How do you know where you end and where they begin?
How do you know where they end and the economy begins?
How do you know where the economy ends and you begin?
How do you not put up boundaries, just because that’s what you’ve always done?
How do you know which boundaries are no longer serving you?
How do you know which boundaries are reproducing carcerality and which ones you still need?
How do you have boundaries low enough that you can experiment with trust?
How can you safely experiment with trust with hope?
How do you have hope that something is possible, even if you’ve never seen it before?
How do you learn to trust people when you aren’t sure you trust yourself?
How do you trust yourself when you live with a set of conditions you can’t trust?
How do you trust your conditions when they are constantly changing?
How do you ask for help when so much help is needed everywhere?
HOMEWORK: WHAT DO YOU NEED?
ALL OUR CRISES ARE INTERCONNECTED
ABOUT HOST
Cassie Thornton is an artist and activist who creates a “safe space” for the unknown, for disobedience and for unanticipated collectivity. She uses social practices including institutional critique, insurgent architecture, and “healing modalities” like hypnosis and yoga to find soft spots in the hard surfaces of capitalist life. Her current project is described in her forthcoming book, The Hologram: Feminist, Peer-to-Peer Health for a Post-Pandemic Future, coming out from Pluto Press this July. She is currently the co-director of the Re-Imagining Value Action Lab in Thunder Bay, an art and social centre at Lakehead University in Ontario, Canada.
The Hologram: Feminist, Peer-to-Peer Health for a Post-Pandemic Future, from Pluto Press: https://www.plutobooks.com/9780745343327/the-hologram/
ABOUT HEKLER ASSEMBLY
HEKLER ASSEMBLY is a transnational space for art and cultural workers to share, discuss and collectively imagine new ways of instituting based on the principles of self-organizing, community care, critical thinking, political education, distribution of resources, and healing.
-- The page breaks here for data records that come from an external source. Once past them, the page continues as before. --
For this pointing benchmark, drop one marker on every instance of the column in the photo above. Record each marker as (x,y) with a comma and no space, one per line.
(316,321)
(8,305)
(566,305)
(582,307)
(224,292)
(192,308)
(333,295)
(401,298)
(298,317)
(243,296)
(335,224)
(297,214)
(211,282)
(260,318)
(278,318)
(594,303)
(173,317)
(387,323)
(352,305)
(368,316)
With alternating hosts, we share practical, historical, and theoretical knowledge about collaborative, pedagogical, and governing models established in response to shifting regimes, colonial and neoliberal violence. We question and learn about radical hospitality and conviviality, eco-centered community organizing, instituting, and art practices that showcase the symptoms we need to transform. Most importantly we continue asking what can be the role of arts now and in the future. Assembly is envisioned as an open collaborative process that includes reading groups, conversations with practitioners, and the ANTI FEAR series.
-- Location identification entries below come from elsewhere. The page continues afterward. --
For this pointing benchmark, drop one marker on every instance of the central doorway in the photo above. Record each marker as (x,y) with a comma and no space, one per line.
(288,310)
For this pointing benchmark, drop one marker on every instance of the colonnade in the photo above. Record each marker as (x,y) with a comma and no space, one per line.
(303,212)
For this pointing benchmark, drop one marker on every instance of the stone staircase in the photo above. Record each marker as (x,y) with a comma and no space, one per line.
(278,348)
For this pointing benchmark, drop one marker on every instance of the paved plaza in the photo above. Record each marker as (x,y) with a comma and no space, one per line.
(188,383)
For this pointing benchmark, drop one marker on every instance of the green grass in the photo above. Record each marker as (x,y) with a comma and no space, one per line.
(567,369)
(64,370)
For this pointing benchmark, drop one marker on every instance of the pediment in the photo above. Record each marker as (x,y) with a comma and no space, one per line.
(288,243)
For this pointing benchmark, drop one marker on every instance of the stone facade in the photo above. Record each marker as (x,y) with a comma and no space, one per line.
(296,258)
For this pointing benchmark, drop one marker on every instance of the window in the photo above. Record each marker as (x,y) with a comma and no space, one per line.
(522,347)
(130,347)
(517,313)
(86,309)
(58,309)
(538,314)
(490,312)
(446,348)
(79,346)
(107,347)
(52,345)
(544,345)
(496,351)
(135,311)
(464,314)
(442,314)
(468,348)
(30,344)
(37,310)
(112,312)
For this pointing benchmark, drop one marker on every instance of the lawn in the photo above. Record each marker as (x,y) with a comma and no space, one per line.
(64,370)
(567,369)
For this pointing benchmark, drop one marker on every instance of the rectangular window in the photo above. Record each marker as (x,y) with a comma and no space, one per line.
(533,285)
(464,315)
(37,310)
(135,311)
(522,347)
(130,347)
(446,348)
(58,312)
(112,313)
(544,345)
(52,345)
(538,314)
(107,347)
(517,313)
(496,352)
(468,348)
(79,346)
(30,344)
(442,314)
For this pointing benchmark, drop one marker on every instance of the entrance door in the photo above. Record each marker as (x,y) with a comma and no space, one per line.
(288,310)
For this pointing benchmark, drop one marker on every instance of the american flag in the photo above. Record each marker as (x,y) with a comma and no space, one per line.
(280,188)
ANTI FEAR series are initiated in collaboration with New York-based artist and neurologist Sonja Blum. It is an evolving collective practice aiming in this time of crisis and change for a space decidedly between cultural/theoretical dialogue and therapeutic discourse. It is envisioned as a space in which we bring privately held fears into community with others' fears to embrace vulnerability and open collective experiments in community-building, trust, reciprocal care, and re-imagining the commons. This work is explored through poetry, movement/body work, breathing exercises and meditations, readings, lectures and other practices that untie repressive knots and make us feel empowered, imaginative and hopeful.